Matt Graham/Zhanxing Zhu Chair: Charles Sutton |

Tue 16 Jun 2015, 11:00 - 12:00 |

IF 4.31/4.33 |

If you have a question about this talk, please contact: Mary-Clare Mackay (mmackay3)

**Matt Graham**

**Title: Dynamics, geometry and randomness: sampling from Boltzmann machine relaxations**

The Boltzmann machine is an undirected probabilistic graphical model where a distribution over the binary states of a set of nodes is defined by pairwise interaction terms. As exact inference in Boltzmann machines is intractable for all but the smallest networks, commonly MCMC methods are used instead with Gibbs sampling being particularly common.

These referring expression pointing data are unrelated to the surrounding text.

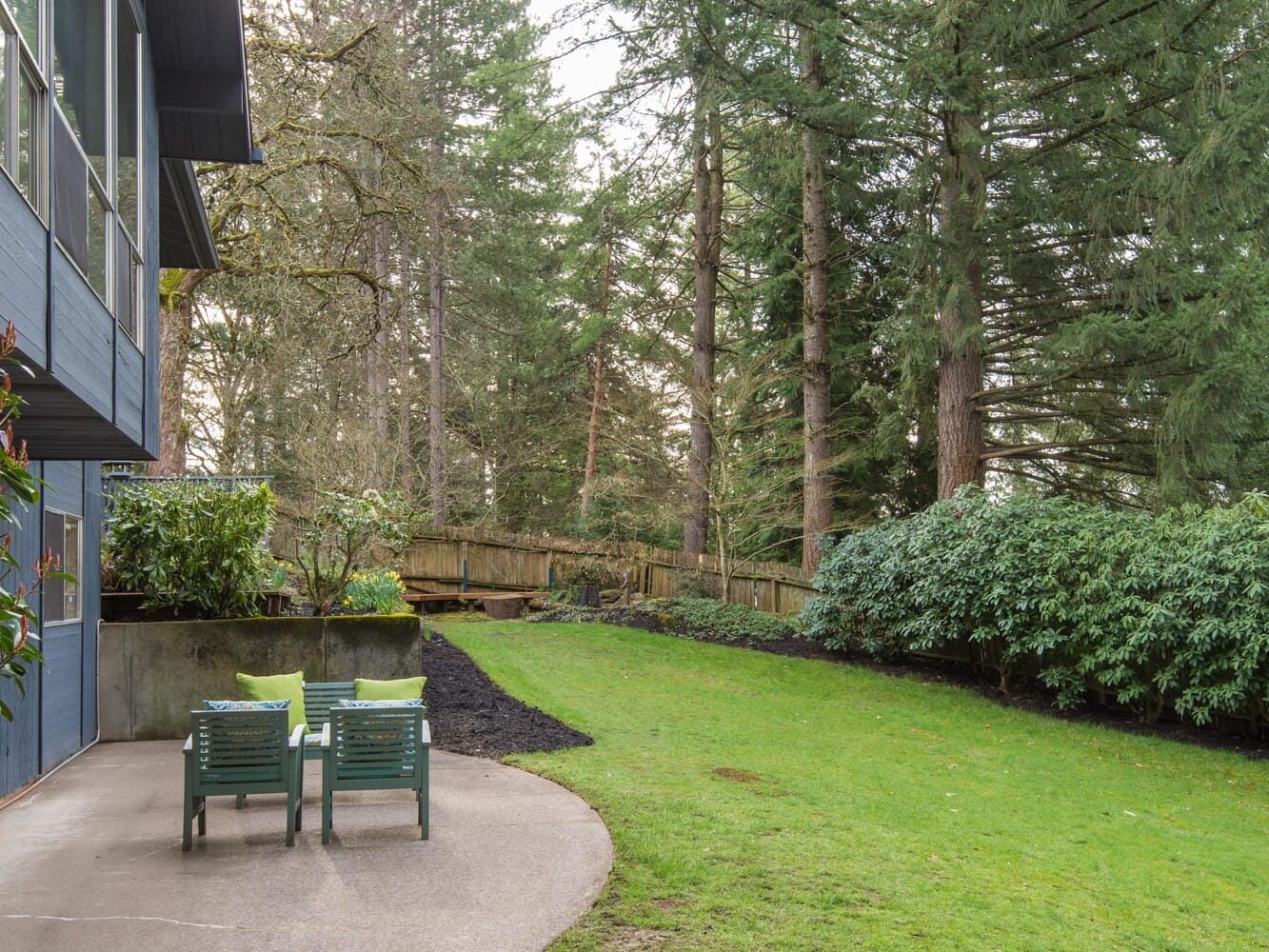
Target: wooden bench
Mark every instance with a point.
(419, 601)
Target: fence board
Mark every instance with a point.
(437, 559)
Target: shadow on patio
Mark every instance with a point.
(91, 860)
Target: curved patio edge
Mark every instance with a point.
(92, 861)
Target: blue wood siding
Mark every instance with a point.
(60, 693)
(83, 338)
(62, 644)
(90, 585)
(129, 383)
(19, 739)
(23, 263)
(65, 486)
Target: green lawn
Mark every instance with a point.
(761, 803)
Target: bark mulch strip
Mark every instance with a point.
(471, 715)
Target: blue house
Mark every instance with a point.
(103, 106)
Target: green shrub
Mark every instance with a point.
(19, 642)
(340, 531)
(1166, 612)
(707, 616)
(190, 544)
(374, 592)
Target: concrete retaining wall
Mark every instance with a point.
(152, 674)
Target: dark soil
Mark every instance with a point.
(469, 715)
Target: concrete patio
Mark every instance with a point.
(91, 861)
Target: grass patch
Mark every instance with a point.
(762, 803)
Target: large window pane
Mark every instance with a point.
(127, 129)
(27, 14)
(79, 74)
(28, 137)
(69, 194)
(5, 46)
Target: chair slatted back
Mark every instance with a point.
(239, 750)
(380, 746)
(323, 696)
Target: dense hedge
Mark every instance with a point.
(1165, 612)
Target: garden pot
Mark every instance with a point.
(121, 605)
(589, 596)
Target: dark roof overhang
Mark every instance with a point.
(184, 236)
(201, 80)
(202, 88)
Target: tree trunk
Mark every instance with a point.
(597, 403)
(816, 400)
(961, 433)
(175, 337)
(405, 373)
(377, 357)
(707, 239)
(437, 474)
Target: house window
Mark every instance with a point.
(98, 208)
(64, 537)
(22, 98)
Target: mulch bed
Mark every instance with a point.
(471, 715)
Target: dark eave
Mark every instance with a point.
(201, 79)
(202, 90)
(184, 235)
(58, 426)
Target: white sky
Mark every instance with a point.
(584, 71)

Sampling from large fully connected Boltzmann machine models is however a challenging problem. Typically these distributions will be in a sense multi-modal - there will be multiple distinct sets of binary state vectors with high probability mass under the distribution, with these 'modes' separated by sets of states in which all configurations have low probability. In such cases Gibbs sampling tends to perform particularly badly, having very low probability of transitioning between different modes.

In this talk I will describe a method for relaxing a Boltzmann machine distribution defined over binary state vectors to an equivalent unimodal distribution defined by a density over a real-valued vector space (equivalence here meaning that samples from the relaxed distribution can be used directly to compute Monte Carlo estimates of expectations of the binary states). The geometric structure of the relaxed distribution will be explored and used to motivate a proposed sampling dynamic closely related to existing Hamiltonian Monte Carlo methods. I will present experiments showing some of the advantages of the proposed method while also explaining some of the challenges still to be overcome.

**Zhanxing Zhu**

**Title: Stochastic Parallel Block Coordinate Descent for Separable Saddle Point Problems**

We consider a general convex-concave saddle point problem with a separable structure, especially for non-strongly convex functions. Given this form of problem, we propose a simple and efficient stochastic block coordinate descent method using adaptive primal-dual updates, which enables flexible parallel optimization for large-scale optimization. Our method shares the efficiency and flexibility of coordinate descent methods while keeping the simplicity of primal-dual methods and utilizing the structure of the separable convex-concave saddle point problem.

The method is capable of solving a wide range of machine learning applications, including robust principal component analysis, Lasso and feature selection by group Lasso, etc. Both theoretically and empirically, I will show that the proposed method performs significantly better than other state-of-the-art methods in all these applications.